UNFCCC Executive Secretary Christiana Figueres calls on mountain countries to take bold action on climate change mitigation and adaption

Mountains and climate change

Human activities are profoundly affecting the world’s climate, and mountains are a sensitive indicator of that effect.
Because of their altitude, slope and orientation to the sun, mountain ecosystems are easily disrupted by variations in climate. Many scientists believe that the changes occurring in mountain ecosystems may provide an early glimpse of what could come to pass in lowland environments.

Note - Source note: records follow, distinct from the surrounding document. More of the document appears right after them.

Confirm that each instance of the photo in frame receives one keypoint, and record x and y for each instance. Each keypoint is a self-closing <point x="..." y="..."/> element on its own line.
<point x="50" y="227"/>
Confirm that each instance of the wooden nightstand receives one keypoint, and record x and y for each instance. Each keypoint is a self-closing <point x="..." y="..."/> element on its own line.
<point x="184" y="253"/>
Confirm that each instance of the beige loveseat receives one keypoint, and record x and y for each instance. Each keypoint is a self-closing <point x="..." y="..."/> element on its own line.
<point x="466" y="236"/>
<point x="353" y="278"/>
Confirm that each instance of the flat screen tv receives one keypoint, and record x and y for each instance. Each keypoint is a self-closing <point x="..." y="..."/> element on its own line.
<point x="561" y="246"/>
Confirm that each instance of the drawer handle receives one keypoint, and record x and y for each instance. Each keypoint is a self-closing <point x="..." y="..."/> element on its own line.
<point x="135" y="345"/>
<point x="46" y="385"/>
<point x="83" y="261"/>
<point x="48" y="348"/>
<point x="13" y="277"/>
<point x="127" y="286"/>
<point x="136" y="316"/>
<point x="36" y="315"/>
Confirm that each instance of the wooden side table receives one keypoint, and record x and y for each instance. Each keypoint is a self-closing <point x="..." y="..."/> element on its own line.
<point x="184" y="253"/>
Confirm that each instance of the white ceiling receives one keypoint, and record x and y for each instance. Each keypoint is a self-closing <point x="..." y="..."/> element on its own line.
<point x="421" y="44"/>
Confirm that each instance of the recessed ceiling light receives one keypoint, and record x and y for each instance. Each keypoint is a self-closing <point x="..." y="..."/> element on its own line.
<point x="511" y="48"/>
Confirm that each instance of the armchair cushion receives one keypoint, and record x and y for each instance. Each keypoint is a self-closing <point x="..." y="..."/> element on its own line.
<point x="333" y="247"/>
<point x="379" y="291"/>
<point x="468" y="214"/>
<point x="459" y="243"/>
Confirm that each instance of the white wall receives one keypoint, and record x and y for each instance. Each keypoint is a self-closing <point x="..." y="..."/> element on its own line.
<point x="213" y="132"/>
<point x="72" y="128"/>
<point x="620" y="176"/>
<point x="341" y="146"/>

As the world heats up, mountain glaciers are melting at unprecedented rates, while rare plants and animals struggle to survive over ever diminishing areas, and mountain peoples, already among the world’s poorest citizens, face even greater hardships.

Changes in the volume of mountain glaciers and in their seasonal melting patterns have an impact on water resources in many parts of the world. Changes in water availability due to climate change are taking place at a time when pressure on water resources for irrigation and food production, industrialization and urbanization is increasing.

Understanding how climate change affects mountains is vital as governments and international organizations develop strategies to reverse current global warming trends, elaborating treaties such as the Kyoto Protocol and the UN Framework Convention on Climate Change.  In addition, local community empowerment can be an essential step towards building climate change resilience in mountains.